As a Filipino woman working abroad, Beroy thinks she can be effective with her advocacies even if she is working away from home.

‘Pen mightier than sword’

“I’d rather write about my advocacies than do nothing at all. When Jose Rizal went abroad, he wrote. He didn’t organize or lead a revolution. Yet, he influenced the world with his writings. She believes in the sayings: “The pen is mightier than the sword” and “The only thing necessary for evil to triumph is for good men to do nothing.”

“I’m nothing compared to these great men. But I’d rather write about the things that would benefit Palawan, if not today, at least someday. When God calls me back home in his time, I could say that I used my gift of singing to sing in the church choir and my gift of writing to help awaken our people to protect Palawan’s environment.

“The Philippines is rich in natural resources and blessed with beautiful islands. If we focus on protecting the environment, the day would come when majority of the Filipinos would become happy, peaceful and prosperous,” she says.

She misses the Philippines and can only advise her fellow Filipinos:

“The Philippines is our country, the earth is our planet. We have to start thinking that we only have one planet. We need to love and take good care of each other.

Blessed

“If you were rich and God has abundantly blessed you, focus on doing philanthropic deeds. Do not squander your money on the latest fashion, collecting cars, yachts and mansions while people around you are collecting and eating garbage, are homeless and living like rats in hovels.

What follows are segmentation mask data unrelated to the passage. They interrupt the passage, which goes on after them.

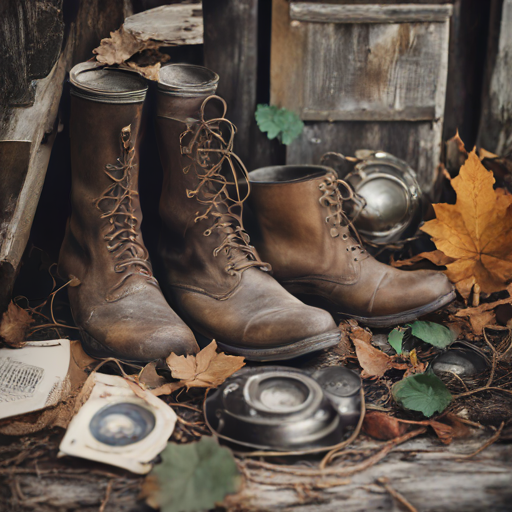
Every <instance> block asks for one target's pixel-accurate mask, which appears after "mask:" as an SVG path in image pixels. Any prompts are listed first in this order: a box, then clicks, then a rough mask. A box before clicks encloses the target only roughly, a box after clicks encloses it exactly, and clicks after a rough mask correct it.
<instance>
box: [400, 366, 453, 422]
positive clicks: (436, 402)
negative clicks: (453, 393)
mask: <svg viewBox="0 0 512 512" xmlns="http://www.w3.org/2000/svg"><path fill="white" fill-rule="evenodd" d="M391 391H392V393H393V398H394V399H395V401H396V402H398V403H399V404H400V405H401V406H402V407H405V408H406V409H410V410H411V411H419V412H422V413H423V414H424V415H425V416H426V417H427V418H430V416H432V415H433V414H434V413H435V412H443V411H444V410H445V409H446V408H447V407H448V405H449V403H450V402H451V400H452V395H451V394H450V392H449V391H448V389H447V388H446V386H445V385H444V383H443V381H442V380H441V379H440V378H439V377H437V376H436V375H434V374H432V373H420V374H417V375H411V376H410V377H407V378H406V379H403V380H401V381H399V382H396V383H395V384H394V385H393V388H392V389H391Z"/></svg>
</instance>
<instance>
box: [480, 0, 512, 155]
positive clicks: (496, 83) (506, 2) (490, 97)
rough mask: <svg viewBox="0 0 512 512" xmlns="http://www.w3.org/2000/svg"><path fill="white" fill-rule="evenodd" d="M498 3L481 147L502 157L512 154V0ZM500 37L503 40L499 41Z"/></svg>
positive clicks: (485, 108)
mask: <svg viewBox="0 0 512 512" xmlns="http://www.w3.org/2000/svg"><path fill="white" fill-rule="evenodd" d="M500 4H501V1H500V2H494V5H493V13H492V14H491V16H492V18H491V26H490V33H491V37H492V36H493V35H494V37H495V38H496V39H497V40H496V41H495V43H494V44H493V42H492V41H491V44H490V45H489V55H488V63H489V65H488V69H487V72H486V73H487V75H488V80H487V83H486V85H485V86H484V92H483V108H482V117H481V120H480V128H479V134H478V143H479V145H481V146H482V147H484V148H485V149H487V150H488V151H491V152H493V153H496V154H498V155H510V153H511V152H512V0H502V5H500ZM497 34H499V36H498V37H497Z"/></svg>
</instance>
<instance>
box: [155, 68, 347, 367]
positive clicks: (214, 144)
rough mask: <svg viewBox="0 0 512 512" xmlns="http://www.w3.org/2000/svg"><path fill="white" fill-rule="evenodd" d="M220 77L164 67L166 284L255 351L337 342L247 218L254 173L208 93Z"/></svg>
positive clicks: (200, 332)
mask: <svg viewBox="0 0 512 512" xmlns="http://www.w3.org/2000/svg"><path fill="white" fill-rule="evenodd" d="M217 80H218V77H217V75H215V73H212V72H211V71H209V70H207V69H205V68H201V67H198V66H190V65H179V64H178V65H169V66H166V67H164V68H163V69H162V71H161V74H160V83H159V91H158V107H157V113H158V116H157V120H156V128H157V141H158V146H159V151H160V158H161V160H162V165H163V168H164V183H163V191H162V196H161V201H160V215H161V218H162V223H163V231H162V236H161V244H160V252H159V255H160V258H161V263H162V267H163V270H162V277H160V281H161V282H162V286H163V289H164V291H165V292H166V295H167V297H168V299H169V300H170V301H171V304H172V306H173V307H174V309H176V311H177V312H178V313H179V314H180V315H181V316H182V318H183V319H184V320H185V321H186V322H187V323H188V325H190V326H191V327H192V329H193V330H194V331H195V332H197V333H199V334H201V335H202V336H204V337H206V338H207V339H213V338H214V339H215V340H216V341H217V343H218V344H219V346H220V347H221V348H222V349H223V350H225V351H229V352H231V353H235V354H240V355H243V356H245V357H246V358H247V359H252V360H259V361H271V360H279V359H289V358H293V357H296V356H299V355H302V354H305V353H308V352H312V351H314V350H318V349H322V348H326V347H329V346H332V345H335V344H336V343H337V342H338V340H339V337H340V332H339V330H338V329H337V327H336V324H335V323H334V321H333V319H332V317H331V316H330V315H329V314H328V313H326V312H325V311H322V310H321V309H317V308H312V307H309V306H306V305H304V304H303V303H302V302H300V301H299V300H297V299H296V298H295V297H293V296H292V295H290V294H289V293H288V292H286V291H285V290H284V289H283V288H282V287H281V286H280V285H279V284H278V283H277V282H276V281H275V280H274V279H273V278H272V277H271V276H270V275H269V273H268V271H269V270H270V267H269V265H268V264H266V263H263V262H262V261H261V260H260V258H259V256H258V254H257V252H256V251H255V249H254V247H252V246H251V245H250V243H249V237H248V235H247V233H246V232H245V231H244V227H243V224H242V217H241V215H242V205H243V202H244V201H245V199H246V195H244V194H242V192H241V184H248V181H247V171H246V170H245V167H244V166H243V164H242V162H241V161H240V160H239V159H238V158H237V157H236V155H234V154H233V151H232V149H233V137H234V134H235V128H234V126H233V125H232V124H231V123H230V122H229V121H228V120H226V119H225V118H224V115H225V113H226V112H225V111H226V104H225V103H224V101H223V100H222V99H220V98H219V97H217V96H209V95H210V94H212V93H213V92H214V91H215V88H216V85H217ZM215 107H217V108H218V107H220V111H221V115H220V116H219V115H217V116H214V117H213V118H211V119H210V118H209V116H208V115H206V114H205V111H206V112H209V111H210V110H211V111H212V112H213V111H215V110H216V108H215ZM222 110H224V112H223V113H222ZM217 112H218V110H217Z"/></svg>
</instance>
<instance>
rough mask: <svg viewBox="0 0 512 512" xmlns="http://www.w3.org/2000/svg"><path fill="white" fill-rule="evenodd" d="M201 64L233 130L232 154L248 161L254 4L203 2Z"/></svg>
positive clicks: (253, 97) (249, 150)
mask: <svg viewBox="0 0 512 512" xmlns="http://www.w3.org/2000/svg"><path fill="white" fill-rule="evenodd" d="M203 9H204V24H205V34H204V38H205V44H204V62H205V66H206V67H207V68H210V69H211V70H212V71H215V72H216V73H218V75H219V77H220V78H219V86H218V90H217V93H218V94H219V96H221V97H223V98H224V99H225V100H226V101H227V104H228V113H227V116H228V118H229V120H230V121H232V122H233V123H234V124H235V126H236V127H237V130H238V131H237V134H236V137H235V152H236V153H237V154H238V156H239V157H240V158H241V159H242V161H245V162H248V161H249V159H250V156H251V138H252V137H251V134H252V133H253V132H254V129H255V120H254V112H255V111H256V87H257V80H258V77H257V73H258V45H257V44H256V42H257V40H258V1H257V0H246V1H244V2H240V1H238V0H204V2H203Z"/></svg>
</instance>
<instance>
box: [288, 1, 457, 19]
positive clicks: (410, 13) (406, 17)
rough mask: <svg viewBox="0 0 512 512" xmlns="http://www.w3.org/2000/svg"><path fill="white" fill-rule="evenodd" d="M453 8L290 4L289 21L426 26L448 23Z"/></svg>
mask: <svg viewBox="0 0 512 512" xmlns="http://www.w3.org/2000/svg"><path fill="white" fill-rule="evenodd" d="M451 14H452V6H451V5H447V4H443V5H417V4H397V5H374V4H365V5H343V4H341V5H340V4H330V3H313V2H293V1H292V2H290V18H291V19H292V20H298V21H309V22H315V23H425V22H445V21H446V20H448V18H449V17H450V16H451Z"/></svg>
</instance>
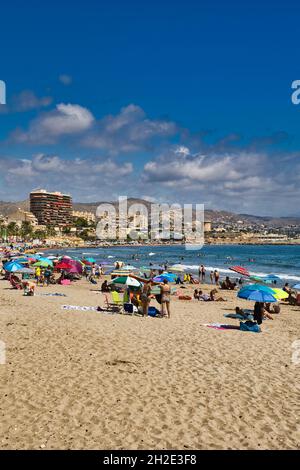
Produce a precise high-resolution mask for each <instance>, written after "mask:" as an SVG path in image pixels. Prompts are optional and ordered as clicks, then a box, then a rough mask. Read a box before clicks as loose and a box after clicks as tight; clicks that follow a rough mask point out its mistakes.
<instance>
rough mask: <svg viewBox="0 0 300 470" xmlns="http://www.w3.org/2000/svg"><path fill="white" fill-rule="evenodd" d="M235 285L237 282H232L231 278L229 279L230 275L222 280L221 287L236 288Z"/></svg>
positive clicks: (233, 289) (225, 289) (225, 287)
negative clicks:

“If God blessed you as a talented musician, write music that would praise God and help our people.

“If you are a scientist, do some research that would help protect our environment.

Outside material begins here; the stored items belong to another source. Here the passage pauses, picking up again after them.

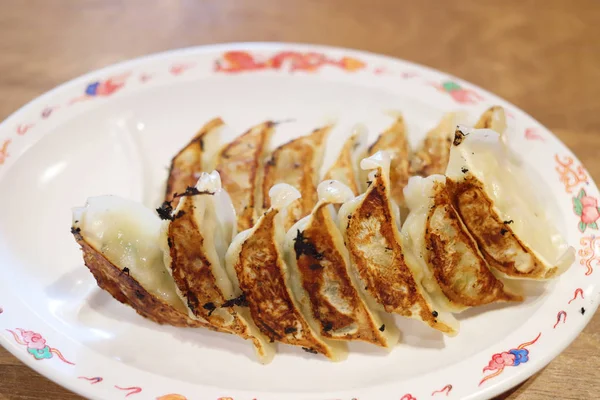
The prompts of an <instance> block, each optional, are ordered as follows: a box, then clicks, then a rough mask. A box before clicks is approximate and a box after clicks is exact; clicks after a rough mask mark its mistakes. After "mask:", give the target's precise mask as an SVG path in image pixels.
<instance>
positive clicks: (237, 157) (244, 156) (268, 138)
mask: <svg viewBox="0 0 600 400" xmlns="http://www.w3.org/2000/svg"><path fill="white" fill-rule="evenodd" d="M274 126H275V123H274V122H272V121H267V122H263V123H262V124H260V125H257V126H255V127H253V128H250V130H248V131H247V132H246V133H244V134H243V135H242V136H240V137H238V138H237V139H235V140H234V141H233V142H231V143H229V144H228V145H226V146H225V148H223V150H221V152H220V153H219V155H218V156H217V161H216V169H217V171H218V172H219V174H220V175H221V182H222V183H223V188H224V189H225V190H226V191H227V193H229V195H230V196H231V200H232V202H233V206H234V208H235V213H236V215H237V229H238V231H243V230H245V229H248V228H250V227H252V226H253V225H254V221H255V218H256V211H255V207H257V206H260V204H261V201H262V199H261V197H262V196H261V189H262V176H263V166H264V163H263V160H264V158H265V155H266V153H267V147H268V145H269V141H270V140H271V136H272V134H273V132H274Z"/></svg>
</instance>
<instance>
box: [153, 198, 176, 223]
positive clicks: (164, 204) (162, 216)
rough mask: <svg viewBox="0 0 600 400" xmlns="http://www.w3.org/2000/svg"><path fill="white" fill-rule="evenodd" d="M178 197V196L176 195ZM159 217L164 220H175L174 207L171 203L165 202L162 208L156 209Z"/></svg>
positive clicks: (169, 202)
mask: <svg viewBox="0 0 600 400" xmlns="http://www.w3.org/2000/svg"><path fill="white" fill-rule="evenodd" d="M176 196H177V195H176ZM156 212H157V213H158V216H159V217H160V219H162V220H165V221H166V220H169V221H172V220H173V206H172V205H171V202H170V201H168V200H167V201H164V202H163V203H162V205H161V206H160V207H158V208H157V209H156Z"/></svg>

“What I’m only pointing out here is that whatever talents, skills or gifts that God blessed you with, use it not just for yourself or your family, but for the good of your community and your people.”

She says Filipinos abroad, in general, are honest, highly skilled, professional, disciplined, supporting their family back home and most of all, law-abiding citizens.

Success overseas

What would make Filipinos become successful abroad?

Beroy says there are many definitions of success. When she moved to the US, her goal was to support her kids until they finished college. She wanted them to become well-rounded kids who are God-fearing, honest, responsible, kind and able to survive and make it anywhere in the world.

“My daughter graduated in 2013 and is now working part-time in Sweden. As a mother, I can only guide them, support them and be there for them when they need me. But I don’t impose my will on them,” she says.